Un nouveau drame de la séparation s'est déroulé ce mardi 19 juillet 2011 du côté de Sainte-Marie. Les corps de Laure Dumont, une jeune mère de famille de 20 ans, et de Christopher Laude, son ex concubin, ont été découverts dans une forêt des hauts de Sainte-Marie. Un événement qui a provoqué l'émoi de la population et qui a fait réagir l'Union des femmes réunionnaises, par la voix d'Huguette Bello, qui évoque la questions des violences à l'égard des femmes dans un communiqué.
"Si l'on veut éradiquer la violence à l'égard des femmes, c'est à ses racines qu'il faut s'attaquer et donc à toutes les formes de discrimination à l'égard des femmes. En effet, il faut non seulement utiliser les lois et le droit, mais aussi provoquer un changement dans les mentalités", explique l'UFR en préambule.Le collectif poursuit : "la violence faite aux femmes, ce n'est pas seulement la responsabilité de l'individu qui est en cause mais aussi celle de la société et par conséquent de l'Etat. Ce dernier a ainsi un rôle moteur à jouer dans la prévention, notamment à travers l'éducation pour s'attaquer aux fondements des violences. Cela relève de sa responsabilité. La question de la violence faite aux femmes mérite une réponse et une approche globale et ambitieuse.
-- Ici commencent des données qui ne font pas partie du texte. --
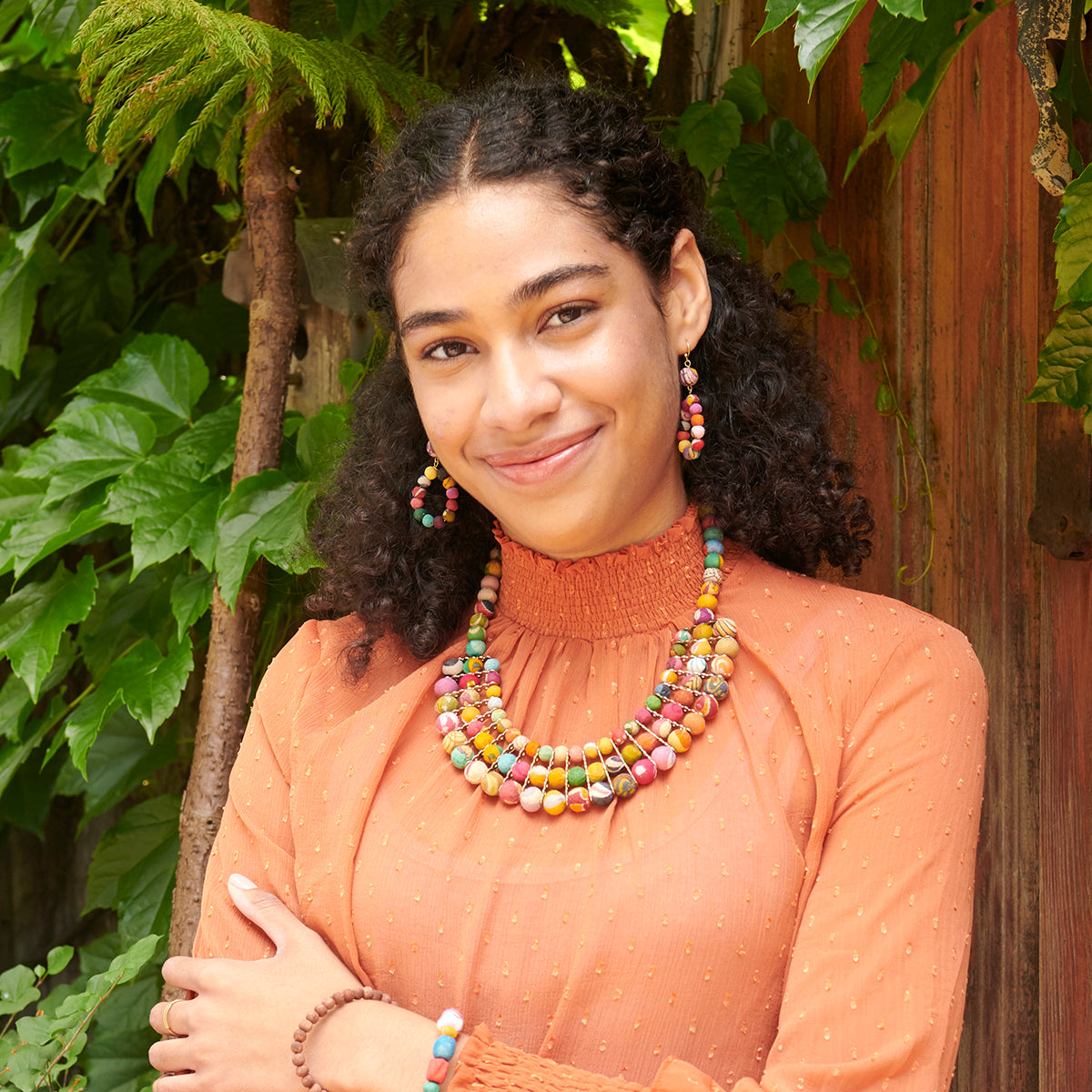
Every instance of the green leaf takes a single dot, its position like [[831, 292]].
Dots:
[[15, 705], [1065, 363], [22, 399], [45, 123], [27, 541], [124, 847], [208, 447], [263, 517], [708, 134], [349, 374], [85, 723], [804, 179], [14, 754], [58, 959], [819, 27], [154, 170], [117, 763], [17, 989], [90, 445], [151, 682], [1073, 238], [723, 210], [33, 618], [803, 283], [907, 9], [321, 440], [58, 21], [147, 682], [169, 512], [904, 121], [20, 285], [835, 262], [891, 41], [776, 12], [96, 285], [20, 496], [190, 598], [748, 176], [158, 375], [743, 87], [91, 185]]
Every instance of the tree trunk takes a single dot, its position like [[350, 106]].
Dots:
[[225, 698]]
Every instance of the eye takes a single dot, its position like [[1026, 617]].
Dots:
[[446, 350], [568, 314]]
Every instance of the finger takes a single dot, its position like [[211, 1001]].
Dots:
[[265, 909], [172, 1022], [186, 1081], [181, 972], [170, 1057]]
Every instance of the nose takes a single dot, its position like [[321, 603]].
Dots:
[[521, 388]]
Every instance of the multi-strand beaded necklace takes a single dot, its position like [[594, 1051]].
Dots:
[[494, 754]]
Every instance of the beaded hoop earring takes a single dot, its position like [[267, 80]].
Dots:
[[430, 474], [693, 423]]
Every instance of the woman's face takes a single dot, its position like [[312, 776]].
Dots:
[[545, 372]]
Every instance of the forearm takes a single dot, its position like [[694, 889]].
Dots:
[[374, 1047]]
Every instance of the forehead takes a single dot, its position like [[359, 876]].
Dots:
[[485, 236]]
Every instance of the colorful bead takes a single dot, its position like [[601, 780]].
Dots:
[[623, 785], [601, 794], [555, 778], [716, 687], [554, 803], [531, 798], [663, 756]]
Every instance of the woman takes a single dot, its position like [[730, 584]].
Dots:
[[787, 907]]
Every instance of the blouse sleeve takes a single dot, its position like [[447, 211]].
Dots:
[[875, 989], [255, 834]]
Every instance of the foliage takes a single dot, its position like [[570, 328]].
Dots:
[[146, 60], [119, 404], [1065, 363], [757, 189], [42, 1049]]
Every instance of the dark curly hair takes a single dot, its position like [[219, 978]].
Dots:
[[768, 470]]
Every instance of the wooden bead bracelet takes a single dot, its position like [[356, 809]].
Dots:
[[325, 1008]]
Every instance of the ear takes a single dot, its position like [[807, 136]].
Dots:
[[687, 300]]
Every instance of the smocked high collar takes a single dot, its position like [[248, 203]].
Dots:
[[639, 589]]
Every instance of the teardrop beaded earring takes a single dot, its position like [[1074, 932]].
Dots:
[[430, 474], [693, 424]]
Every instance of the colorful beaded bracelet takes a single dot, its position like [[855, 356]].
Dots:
[[443, 1049], [325, 1008]]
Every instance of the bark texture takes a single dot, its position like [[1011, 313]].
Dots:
[[225, 697]]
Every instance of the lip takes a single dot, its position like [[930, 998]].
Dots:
[[534, 463]]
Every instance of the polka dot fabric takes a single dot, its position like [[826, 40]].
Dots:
[[787, 909]]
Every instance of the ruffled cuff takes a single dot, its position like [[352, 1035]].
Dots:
[[485, 1064]]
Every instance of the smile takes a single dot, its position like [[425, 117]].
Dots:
[[540, 462]]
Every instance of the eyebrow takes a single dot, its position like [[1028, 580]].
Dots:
[[530, 289]]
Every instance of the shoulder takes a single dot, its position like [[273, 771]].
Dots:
[[314, 669], [857, 640]]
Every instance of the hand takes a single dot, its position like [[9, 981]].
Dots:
[[235, 1031]]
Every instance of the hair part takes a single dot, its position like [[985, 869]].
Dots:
[[768, 472]]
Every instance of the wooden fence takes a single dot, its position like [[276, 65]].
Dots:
[[956, 262]]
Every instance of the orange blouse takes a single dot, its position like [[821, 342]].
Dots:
[[787, 909]]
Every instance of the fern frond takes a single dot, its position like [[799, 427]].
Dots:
[[142, 61]]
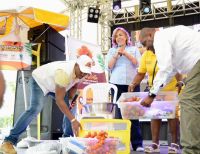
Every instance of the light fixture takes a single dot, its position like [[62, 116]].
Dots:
[[117, 5], [93, 14], [145, 6]]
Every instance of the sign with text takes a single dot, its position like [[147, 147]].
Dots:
[[15, 55]]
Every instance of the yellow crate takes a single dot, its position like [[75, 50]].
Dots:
[[115, 127]]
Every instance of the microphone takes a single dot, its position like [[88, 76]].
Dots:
[[119, 46]]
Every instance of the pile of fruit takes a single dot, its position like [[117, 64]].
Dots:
[[101, 143], [132, 99]]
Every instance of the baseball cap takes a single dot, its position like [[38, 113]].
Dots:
[[83, 61]]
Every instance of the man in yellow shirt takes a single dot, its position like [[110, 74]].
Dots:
[[53, 78], [148, 64]]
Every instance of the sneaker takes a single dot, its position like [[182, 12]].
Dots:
[[140, 149], [153, 148], [8, 148]]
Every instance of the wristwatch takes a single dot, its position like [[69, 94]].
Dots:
[[151, 95]]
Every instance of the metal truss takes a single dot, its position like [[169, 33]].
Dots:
[[78, 13], [160, 10]]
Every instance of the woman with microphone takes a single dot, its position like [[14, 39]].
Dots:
[[123, 60]]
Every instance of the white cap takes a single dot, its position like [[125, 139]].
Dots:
[[83, 61]]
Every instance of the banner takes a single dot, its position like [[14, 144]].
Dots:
[[15, 55], [77, 48]]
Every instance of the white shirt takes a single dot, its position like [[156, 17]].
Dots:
[[59, 72], [177, 50]]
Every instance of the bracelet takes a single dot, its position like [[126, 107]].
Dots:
[[73, 120], [181, 83], [114, 57]]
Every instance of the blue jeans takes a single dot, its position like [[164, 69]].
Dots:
[[36, 106]]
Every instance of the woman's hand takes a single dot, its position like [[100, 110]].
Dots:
[[76, 126]]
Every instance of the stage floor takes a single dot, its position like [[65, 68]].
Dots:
[[163, 149]]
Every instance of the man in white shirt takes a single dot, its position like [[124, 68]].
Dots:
[[53, 78], [178, 50], [2, 88]]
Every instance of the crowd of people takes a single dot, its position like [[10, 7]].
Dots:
[[169, 54]]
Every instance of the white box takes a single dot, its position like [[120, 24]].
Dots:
[[163, 106]]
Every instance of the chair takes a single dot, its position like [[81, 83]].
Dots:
[[102, 105]]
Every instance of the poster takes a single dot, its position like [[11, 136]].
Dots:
[[15, 55]]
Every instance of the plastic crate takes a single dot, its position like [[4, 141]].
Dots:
[[78, 145], [163, 106], [116, 128]]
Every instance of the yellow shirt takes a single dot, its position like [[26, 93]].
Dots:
[[147, 64]]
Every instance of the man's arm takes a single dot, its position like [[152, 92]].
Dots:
[[2, 88], [60, 94]]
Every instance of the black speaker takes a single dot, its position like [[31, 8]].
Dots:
[[53, 43], [51, 116]]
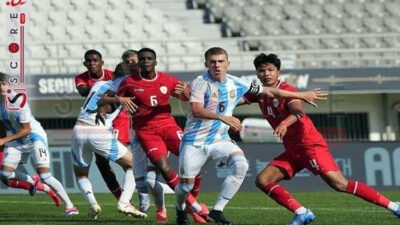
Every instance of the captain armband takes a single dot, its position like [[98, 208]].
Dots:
[[255, 89]]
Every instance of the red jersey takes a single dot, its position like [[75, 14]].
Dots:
[[152, 98], [276, 109], [88, 81]]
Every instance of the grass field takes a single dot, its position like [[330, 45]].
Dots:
[[246, 208]]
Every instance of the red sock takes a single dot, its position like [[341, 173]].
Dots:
[[20, 184], [196, 188], [172, 180], [281, 196], [367, 193], [117, 192]]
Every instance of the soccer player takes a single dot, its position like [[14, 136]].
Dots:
[[122, 128], [214, 96], [93, 61], [27, 138], [154, 126], [304, 146], [90, 137]]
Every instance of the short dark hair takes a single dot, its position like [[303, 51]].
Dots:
[[148, 50], [128, 53], [215, 51], [92, 52], [264, 59], [4, 77]]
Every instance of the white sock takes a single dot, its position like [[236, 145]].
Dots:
[[128, 187], [57, 187], [87, 190]]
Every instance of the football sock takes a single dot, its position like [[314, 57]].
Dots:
[[128, 187], [281, 196], [156, 189], [367, 193], [238, 166], [57, 187], [86, 188]]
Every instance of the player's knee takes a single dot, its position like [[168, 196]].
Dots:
[[184, 187], [239, 166], [5, 175], [141, 185], [151, 179], [45, 176]]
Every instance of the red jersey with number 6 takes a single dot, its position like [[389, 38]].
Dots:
[[152, 98]]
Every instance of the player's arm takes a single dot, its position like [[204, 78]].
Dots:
[[110, 98], [200, 112], [83, 90], [23, 132], [296, 112], [182, 91], [307, 96]]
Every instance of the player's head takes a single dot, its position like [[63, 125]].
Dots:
[[147, 60], [216, 60], [268, 68], [130, 60], [93, 61], [119, 70], [5, 84]]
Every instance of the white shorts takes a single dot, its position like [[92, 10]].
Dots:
[[16, 154], [193, 158], [89, 139]]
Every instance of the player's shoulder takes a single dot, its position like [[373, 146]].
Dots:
[[285, 86]]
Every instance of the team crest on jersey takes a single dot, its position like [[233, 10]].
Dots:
[[232, 94], [275, 102], [163, 89]]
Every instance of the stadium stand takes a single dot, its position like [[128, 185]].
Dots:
[[180, 30]]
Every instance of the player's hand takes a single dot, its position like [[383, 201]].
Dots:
[[100, 118], [128, 103], [315, 94], [233, 122], [280, 131], [179, 88]]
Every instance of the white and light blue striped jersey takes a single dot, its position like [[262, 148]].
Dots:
[[116, 82], [14, 118], [89, 109], [218, 97]]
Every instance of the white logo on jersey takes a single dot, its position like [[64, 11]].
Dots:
[[163, 89]]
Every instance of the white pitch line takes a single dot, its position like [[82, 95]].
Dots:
[[345, 210]]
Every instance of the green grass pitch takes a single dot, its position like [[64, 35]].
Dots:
[[331, 208]]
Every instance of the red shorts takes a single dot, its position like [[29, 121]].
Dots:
[[156, 142], [121, 127], [315, 157]]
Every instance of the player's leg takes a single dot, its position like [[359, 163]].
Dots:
[[172, 138], [41, 156], [9, 173], [337, 181], [125, 161], [233, 157], [267, 180], [191, 161], [108, 175], [139, 171], [81, 159]]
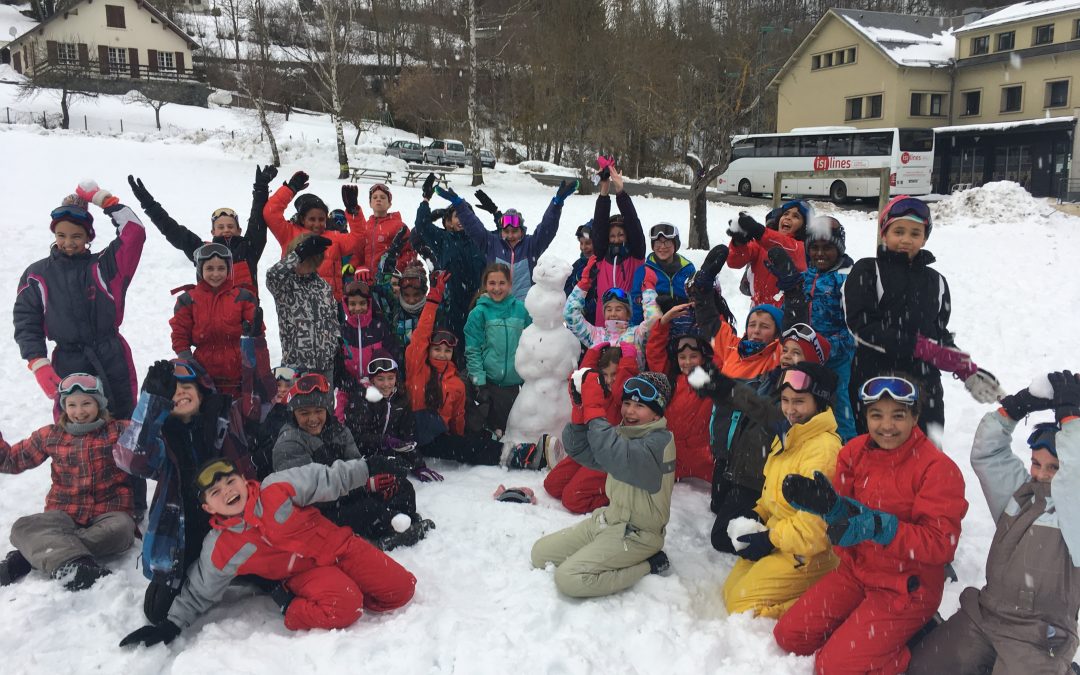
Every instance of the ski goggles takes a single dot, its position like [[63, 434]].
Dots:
[[381, 365], [212, 472], [80, 381], [896, 388], [224, 212], [663, 230], [444, 337]]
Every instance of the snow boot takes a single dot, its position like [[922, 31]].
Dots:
[[13, 568], [80, 574]]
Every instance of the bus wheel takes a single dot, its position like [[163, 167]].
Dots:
[[838, 192]]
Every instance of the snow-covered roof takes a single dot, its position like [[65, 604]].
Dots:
[[1023, 11], [906, 39]]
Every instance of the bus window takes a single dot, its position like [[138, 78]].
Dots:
[[917, 139], [873, 144], [742, 148], [839, 145]]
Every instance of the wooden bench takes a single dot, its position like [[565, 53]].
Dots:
[[379, 175]]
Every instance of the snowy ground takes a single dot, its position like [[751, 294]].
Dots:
[[478, 608]]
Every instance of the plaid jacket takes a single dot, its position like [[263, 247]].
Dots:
[[86, 482]]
"C'est pour cela que l'UFR continue de demander une loi-cadre, une loi de protection intégrale contre la violence de genre, parce que les femmes subissent des violences spécifiques. En France, tous les deux jours et demi, une femme décède suite à des violences", souligne l'UFR.
Elle rappelle qu'à La Réunion, depuis le début de l'année, 4 femmes ont été tuées. "Cette violence est étroitement liée à une discrimination qui perdure et se fonde sur l'appartenance sexuelle : c'est ce qui la différencie d'autres types de violence : elle s'exerce sur les femmes avant tout parce qu'elles sont des femmes", analyse Huguette Bello, présidente de l'UFR.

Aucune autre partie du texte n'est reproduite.